Quando o chamam de Guga – o que acontece frequentemente -, o poeta corrige lembrando
que até uma criança de 2 anos conseguia pronunciar.
Descendente de italianos,
do sobrenome paterno, Mastrodomenico, outra redução gerou Domenico. Mastro é mestre,
maestro. Domenica é domingo. Domingo é "o dia do Senhor". Guca, o maestro do dia
do Senhor é um artista que faz da arte seu sacerdócio.
Em sua cidade natal, Guca viveu uma infância feliz. Se teve privações materiais – a 350 km da Capital, Santa Cruz do Rio Pardo estava isolada -, compensava
com brincadeiras e jogos típicos do interior: nadar no rio, comer fruta no pé,
brincar de pega-pega em ruas de terra, etc.

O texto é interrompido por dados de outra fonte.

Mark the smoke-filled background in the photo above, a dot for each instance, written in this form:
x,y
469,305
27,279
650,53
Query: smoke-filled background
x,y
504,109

A música é tradição familiar: o bisavô materno (Mascencio Ciavatta) era
maestro na Itália; o avô paterno (José Mastrodomenico) tocava violão,
bandolim e violino; a avó paterna (Olívia Nelli Mastrodomenico) tocou
piano até 85 anos de idade. Guca presenciou alguns saraus familiars
onde tios e primos tocavam valsas, choros e mazurcas, descontraidamente.
Lineu Mastrodomenico, seu pai, tocava violão e cantava.
Chegou a ser crooner da Orquestra Ferrari, de Ourinhos (SP),
mas não se profissionalizou, preferindo a stabilidade do funcionalismo
público. A mãe, Odila Verga Mastrodomenico, professora primária, fazia
duos com o marido, cantando toadas, como Casinha
Pequenina.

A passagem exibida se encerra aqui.